Bavaria's state legislature on Tuesday passed a controversial law expanding police powers in the southern German state, despite criticism it would massively restrict civil liberties.
The ruling center-right Christian Social Union (CSU) used its majority in the state assembly to push through the law, with 89 lawmakers voting in favor, 67 against and two abstaining.
Critics have decried the bill as draconian and warned it could become a blueprint for expanded police powers across Germany. Last Thursday witnessed at least 30,000 protesters take to the streets of Munich to voice opposition to the law.
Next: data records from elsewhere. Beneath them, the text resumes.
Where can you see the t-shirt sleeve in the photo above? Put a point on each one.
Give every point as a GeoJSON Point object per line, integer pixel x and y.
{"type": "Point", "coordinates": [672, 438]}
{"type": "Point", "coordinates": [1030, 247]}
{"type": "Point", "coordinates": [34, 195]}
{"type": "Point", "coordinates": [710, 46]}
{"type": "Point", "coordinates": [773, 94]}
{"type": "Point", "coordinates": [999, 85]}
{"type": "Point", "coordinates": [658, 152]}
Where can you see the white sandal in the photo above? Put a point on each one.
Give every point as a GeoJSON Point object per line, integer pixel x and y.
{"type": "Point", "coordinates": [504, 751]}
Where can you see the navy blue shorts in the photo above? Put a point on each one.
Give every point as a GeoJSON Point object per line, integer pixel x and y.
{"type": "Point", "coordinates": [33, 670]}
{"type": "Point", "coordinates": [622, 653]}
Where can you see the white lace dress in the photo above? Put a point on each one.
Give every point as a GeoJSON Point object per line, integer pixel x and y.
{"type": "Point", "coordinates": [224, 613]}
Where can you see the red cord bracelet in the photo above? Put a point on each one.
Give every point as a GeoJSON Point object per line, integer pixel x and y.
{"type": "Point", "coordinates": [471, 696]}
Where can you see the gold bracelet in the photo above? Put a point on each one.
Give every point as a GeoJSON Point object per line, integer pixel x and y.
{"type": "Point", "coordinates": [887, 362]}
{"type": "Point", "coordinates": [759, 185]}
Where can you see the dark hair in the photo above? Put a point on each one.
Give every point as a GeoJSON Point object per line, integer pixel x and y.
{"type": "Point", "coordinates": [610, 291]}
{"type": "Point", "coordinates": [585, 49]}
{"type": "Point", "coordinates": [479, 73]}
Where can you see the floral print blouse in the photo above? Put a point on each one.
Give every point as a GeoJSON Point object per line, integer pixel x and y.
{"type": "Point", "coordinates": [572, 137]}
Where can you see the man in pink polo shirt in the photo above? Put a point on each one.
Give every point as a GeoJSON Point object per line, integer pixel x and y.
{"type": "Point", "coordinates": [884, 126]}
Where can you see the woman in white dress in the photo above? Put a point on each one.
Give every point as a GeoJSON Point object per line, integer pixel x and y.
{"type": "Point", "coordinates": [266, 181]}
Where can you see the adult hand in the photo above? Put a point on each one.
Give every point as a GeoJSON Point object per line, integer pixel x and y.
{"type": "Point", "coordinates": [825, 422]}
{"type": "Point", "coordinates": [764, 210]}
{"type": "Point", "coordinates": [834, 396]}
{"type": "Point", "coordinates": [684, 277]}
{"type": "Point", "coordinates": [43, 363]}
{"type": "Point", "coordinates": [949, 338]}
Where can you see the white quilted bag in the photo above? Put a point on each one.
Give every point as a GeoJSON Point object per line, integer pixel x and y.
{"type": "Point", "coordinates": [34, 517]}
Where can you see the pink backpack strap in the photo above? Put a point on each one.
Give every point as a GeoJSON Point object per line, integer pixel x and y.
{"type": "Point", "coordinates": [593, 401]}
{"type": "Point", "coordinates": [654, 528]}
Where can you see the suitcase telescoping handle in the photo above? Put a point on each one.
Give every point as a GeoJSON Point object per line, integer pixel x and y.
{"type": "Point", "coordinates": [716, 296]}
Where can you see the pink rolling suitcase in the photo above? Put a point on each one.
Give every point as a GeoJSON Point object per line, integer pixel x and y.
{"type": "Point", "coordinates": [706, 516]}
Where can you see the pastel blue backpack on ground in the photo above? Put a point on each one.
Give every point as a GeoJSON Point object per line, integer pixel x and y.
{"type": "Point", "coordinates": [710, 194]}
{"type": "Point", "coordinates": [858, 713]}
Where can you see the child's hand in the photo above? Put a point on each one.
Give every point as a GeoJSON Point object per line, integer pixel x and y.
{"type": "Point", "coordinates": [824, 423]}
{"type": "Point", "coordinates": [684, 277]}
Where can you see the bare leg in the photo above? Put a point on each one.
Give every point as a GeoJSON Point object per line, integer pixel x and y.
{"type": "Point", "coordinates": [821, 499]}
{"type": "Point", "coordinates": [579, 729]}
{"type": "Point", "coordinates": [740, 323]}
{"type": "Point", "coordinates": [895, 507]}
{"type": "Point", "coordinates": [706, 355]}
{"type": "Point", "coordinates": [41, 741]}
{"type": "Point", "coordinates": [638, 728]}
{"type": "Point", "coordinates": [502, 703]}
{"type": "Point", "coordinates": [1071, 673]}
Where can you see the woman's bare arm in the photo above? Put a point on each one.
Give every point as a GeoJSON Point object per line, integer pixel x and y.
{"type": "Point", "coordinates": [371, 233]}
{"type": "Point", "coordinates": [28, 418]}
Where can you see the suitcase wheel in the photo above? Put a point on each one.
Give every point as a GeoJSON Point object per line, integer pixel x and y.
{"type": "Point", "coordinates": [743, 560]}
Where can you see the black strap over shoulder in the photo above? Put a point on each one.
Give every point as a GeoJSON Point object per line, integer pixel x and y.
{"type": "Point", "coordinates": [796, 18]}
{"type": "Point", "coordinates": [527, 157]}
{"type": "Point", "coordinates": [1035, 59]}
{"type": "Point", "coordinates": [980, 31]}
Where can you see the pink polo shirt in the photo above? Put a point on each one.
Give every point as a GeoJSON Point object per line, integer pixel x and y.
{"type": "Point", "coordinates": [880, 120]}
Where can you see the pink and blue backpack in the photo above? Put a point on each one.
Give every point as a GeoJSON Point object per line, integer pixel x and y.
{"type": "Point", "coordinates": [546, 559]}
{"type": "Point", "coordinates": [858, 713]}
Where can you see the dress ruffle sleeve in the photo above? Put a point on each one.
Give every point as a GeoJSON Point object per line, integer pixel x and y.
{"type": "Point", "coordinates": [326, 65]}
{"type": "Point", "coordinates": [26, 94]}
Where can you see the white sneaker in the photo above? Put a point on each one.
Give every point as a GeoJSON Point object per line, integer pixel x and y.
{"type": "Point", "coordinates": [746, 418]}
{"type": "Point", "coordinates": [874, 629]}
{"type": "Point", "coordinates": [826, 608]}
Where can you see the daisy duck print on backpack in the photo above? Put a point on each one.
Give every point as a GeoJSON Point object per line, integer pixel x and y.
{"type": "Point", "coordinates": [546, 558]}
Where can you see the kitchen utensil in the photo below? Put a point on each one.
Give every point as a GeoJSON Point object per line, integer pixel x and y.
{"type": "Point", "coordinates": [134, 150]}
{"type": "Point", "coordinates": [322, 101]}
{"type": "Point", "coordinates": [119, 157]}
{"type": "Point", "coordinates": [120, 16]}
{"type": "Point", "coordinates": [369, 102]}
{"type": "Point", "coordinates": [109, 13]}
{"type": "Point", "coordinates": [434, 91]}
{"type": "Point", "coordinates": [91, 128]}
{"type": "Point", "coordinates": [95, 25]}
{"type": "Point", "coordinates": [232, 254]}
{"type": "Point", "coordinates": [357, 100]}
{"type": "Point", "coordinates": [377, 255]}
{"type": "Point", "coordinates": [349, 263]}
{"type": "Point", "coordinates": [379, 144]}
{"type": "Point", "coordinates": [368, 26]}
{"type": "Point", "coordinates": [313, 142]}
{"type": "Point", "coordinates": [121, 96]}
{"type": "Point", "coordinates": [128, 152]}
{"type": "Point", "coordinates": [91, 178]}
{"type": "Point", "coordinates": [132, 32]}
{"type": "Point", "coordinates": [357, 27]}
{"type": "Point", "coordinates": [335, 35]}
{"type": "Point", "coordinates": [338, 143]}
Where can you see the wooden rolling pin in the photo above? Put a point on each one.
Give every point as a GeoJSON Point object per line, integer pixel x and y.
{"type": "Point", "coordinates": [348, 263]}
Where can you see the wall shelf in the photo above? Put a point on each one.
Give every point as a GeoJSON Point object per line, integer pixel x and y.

One of the more controversial aspects of the law would allow police to take preventative action against an "impending danger," as opposed to the previous requirement of a "concrete danger."
Critics say loose terminologies would hand Bavarian police extended powers to intervene even before an offense has taken place. They also worry about the use of online surveillance, facial recognition, postal seizures, drones, body cameras and preventative genetic DNA analyses.
For the CSU, the Bavarian sister party of Chancellor Angela Merkel's Christian Democrats (CDU), the new law brings state police technologically and legally up to date.
Bavarian Interior Minister Joachim Herrmann said in the state parliamentary debate that "it is a protection law and not a surveillance law." He has stated the law provides more security, civil rights and privacy.
The Bavarian conservatives also argue the "impending danger" definition is not vague, and will be in line with a German constitutional court ruling making it easier for police to track suspected terrorists.
Opposition Social Democrat state chairman Natascha Kohnen said during the assembly debate that the CSU was ignoring concerns about the constitution. She also said that the police did not need the expanded powers.
"The police do not need this law and they know that it will not make Bavaria more secure," Kohnen said.
The CSU is campaigning for regional re-election in October on a hard-line agenda to persuade Bavarian voters not to drift further toward the far-right Alternative for Germany (AfD).
During the heated state assembly debate, opposition Green Party parliamentary group leader Katharina Schulze accused the CSU of "monitoring mania." The expansion of police powers was not because of security issues, but because the CSU wanted to benefit in the election, she said.
Herrmann's counterpart at the federal level, Horst Seehofer, who formerly served as Bavarian state premier, propagates a hard-line nationwide, notably against refugees. This has raised concerns among critics of the expanded police powers that it could become a blueprint for other German states.
Policing in Germany is constitutionally the prerogative of each of the 16 regional states, with federal authorities, notably the federal police, focused on patrolling Germany's external borders, its airports, railway stations and train routes.